Este tipo de vegetação enquadra -se na classe fitossociológica Sarcocornietea fruticosae da qual são caracetrísticas as espécies: Limoniastrum monopetalum, Arthrocnemum macrostachyum, Suaeda vera, Salsola vermiculata e Sarcocornia fruticosa.
Nas margens do canal em zonas arenosas onde a maré regista pouca influência e a evaporação é elevada, registou-se a presença de Halimione portulacoides, espécie extremamente resistente que se desenvolve em circulo a partir de um núcleo central a partir do qual cria uma porç ão de solo sobre as partes mortas da planta (Cruz, 1986) (Fotografia 4.6.2; Vol. II).

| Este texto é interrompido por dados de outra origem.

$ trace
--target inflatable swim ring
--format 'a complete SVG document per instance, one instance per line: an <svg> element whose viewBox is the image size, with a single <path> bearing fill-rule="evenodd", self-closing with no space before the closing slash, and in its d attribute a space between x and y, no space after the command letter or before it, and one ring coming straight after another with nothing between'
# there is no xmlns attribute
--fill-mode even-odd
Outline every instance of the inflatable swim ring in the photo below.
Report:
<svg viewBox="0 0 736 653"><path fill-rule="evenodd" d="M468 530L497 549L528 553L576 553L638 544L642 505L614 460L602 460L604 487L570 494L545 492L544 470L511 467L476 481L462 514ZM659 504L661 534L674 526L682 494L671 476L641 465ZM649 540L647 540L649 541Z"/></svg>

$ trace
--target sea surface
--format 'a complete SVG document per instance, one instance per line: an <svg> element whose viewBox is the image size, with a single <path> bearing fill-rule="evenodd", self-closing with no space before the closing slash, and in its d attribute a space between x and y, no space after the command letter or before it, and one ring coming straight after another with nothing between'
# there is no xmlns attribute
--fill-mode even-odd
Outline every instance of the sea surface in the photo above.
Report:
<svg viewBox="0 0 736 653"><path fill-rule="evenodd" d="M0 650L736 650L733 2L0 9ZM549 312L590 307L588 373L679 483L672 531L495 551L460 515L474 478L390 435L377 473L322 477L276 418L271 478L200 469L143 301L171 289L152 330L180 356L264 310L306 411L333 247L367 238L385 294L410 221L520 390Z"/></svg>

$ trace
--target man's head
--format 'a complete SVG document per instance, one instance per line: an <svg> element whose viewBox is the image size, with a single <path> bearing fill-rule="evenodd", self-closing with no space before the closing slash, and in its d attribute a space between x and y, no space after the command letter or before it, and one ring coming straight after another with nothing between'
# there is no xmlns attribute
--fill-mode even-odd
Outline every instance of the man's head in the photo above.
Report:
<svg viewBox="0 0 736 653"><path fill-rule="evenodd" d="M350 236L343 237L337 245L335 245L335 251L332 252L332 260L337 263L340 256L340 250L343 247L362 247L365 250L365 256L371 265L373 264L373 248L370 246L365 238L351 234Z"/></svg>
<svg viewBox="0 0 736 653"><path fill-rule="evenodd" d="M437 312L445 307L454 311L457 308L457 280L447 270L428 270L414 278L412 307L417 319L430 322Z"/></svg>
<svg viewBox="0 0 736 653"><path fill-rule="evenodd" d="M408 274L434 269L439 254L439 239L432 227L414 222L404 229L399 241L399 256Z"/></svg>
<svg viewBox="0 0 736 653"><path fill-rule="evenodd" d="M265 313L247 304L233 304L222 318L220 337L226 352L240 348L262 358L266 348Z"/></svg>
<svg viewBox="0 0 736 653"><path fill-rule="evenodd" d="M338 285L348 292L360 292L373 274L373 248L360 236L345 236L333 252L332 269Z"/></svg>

Nas zonas mais próximas da estrada a vegetação encontra-se ruderalizada e ocorrem espécies herbáceas pioneiras características de sítios intervencionados com alguma influência salina como a salgadeira (Atriplex halimus), o rabo-de-lebre (Lagurus ovatus) e o talha-dente (Piptatherum miliaceum).
As comunidades de sapal são sensíveis e de grande importância ecológica e conservacionista. No entanto, as áreas de sapal a afectar directamente pelo presente projecto possuem uma extensão muito reduzida e encontram-se relativamente degradadas.